I had retiree health insurance with ING until I was 65. For about $160 a month I had coverage that would pay only 70% of inpatient hospital (although the rates would be discounted by United Health Care). Fortunately, I never needed to use it much (I had one MRI, which was covered at 50%, but discounted first by 75% by the UHC contract).

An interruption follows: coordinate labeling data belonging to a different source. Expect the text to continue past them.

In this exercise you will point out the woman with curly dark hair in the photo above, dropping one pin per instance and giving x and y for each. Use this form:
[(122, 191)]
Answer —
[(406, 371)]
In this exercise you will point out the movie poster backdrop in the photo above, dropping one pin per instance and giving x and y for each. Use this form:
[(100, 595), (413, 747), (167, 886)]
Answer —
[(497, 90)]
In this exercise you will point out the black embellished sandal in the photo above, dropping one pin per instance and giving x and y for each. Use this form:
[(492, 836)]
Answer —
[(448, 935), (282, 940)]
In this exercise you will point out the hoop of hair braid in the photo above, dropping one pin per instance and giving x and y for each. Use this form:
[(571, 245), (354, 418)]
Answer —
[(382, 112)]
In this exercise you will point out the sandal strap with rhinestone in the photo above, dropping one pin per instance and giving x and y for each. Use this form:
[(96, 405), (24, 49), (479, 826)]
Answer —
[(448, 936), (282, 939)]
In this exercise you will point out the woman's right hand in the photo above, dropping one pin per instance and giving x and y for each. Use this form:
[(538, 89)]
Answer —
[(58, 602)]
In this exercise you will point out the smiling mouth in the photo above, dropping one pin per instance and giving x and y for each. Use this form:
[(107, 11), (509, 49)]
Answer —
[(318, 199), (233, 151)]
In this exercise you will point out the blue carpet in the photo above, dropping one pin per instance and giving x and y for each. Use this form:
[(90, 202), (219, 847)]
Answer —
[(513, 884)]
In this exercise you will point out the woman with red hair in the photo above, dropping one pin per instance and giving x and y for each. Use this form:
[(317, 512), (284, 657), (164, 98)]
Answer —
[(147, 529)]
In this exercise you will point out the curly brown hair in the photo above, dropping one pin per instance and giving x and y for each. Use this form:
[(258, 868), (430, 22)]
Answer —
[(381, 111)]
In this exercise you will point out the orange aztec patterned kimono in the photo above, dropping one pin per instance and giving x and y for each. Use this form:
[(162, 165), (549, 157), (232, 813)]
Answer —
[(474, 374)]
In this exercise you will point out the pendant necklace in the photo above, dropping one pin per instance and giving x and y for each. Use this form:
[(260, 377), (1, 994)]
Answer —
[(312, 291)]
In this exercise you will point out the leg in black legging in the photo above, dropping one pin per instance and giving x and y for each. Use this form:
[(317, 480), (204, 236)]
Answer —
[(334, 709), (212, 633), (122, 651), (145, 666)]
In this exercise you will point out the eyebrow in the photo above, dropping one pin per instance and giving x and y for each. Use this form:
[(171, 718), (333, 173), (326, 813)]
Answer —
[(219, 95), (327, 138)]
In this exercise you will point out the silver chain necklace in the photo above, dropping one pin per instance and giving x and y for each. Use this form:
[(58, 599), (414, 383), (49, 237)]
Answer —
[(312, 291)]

The ability of large insurance carriers to arrange volume discounts with hospitals and providers is a big part of the picture.

Retiree health insuranc became a big issue in the 1980s as employers started offering "buyouts" to highly compensated employees in their 50s.  That's no longer sustainable.

Wednesday, September 01, 2010

Signs that your 401(k) is a "clunker": overuse of "retail classes" instead of "investment classes"

Check out this story in Daily Finance, “10 Signs Your 401(k) Plan is a Clunker”, by Daniel Solin, link here.

The most important symptom seems to be #5, “5. Retail share classes are in the plan when institutional classes are available”. A number of 401(k) plans, especially those from some employers, have been criticized for retail classes, which (while gratuitous) charge higher fees and seem to work to the advantage of the employer or financial planner at the expense of the investor.

Other bad signs are too many investment options, and plans dropping in and out of plans.

At work, it’s important to make sure that the money really has been deposited in your plan, particularly if you believe your employer could be headed for financial trouble.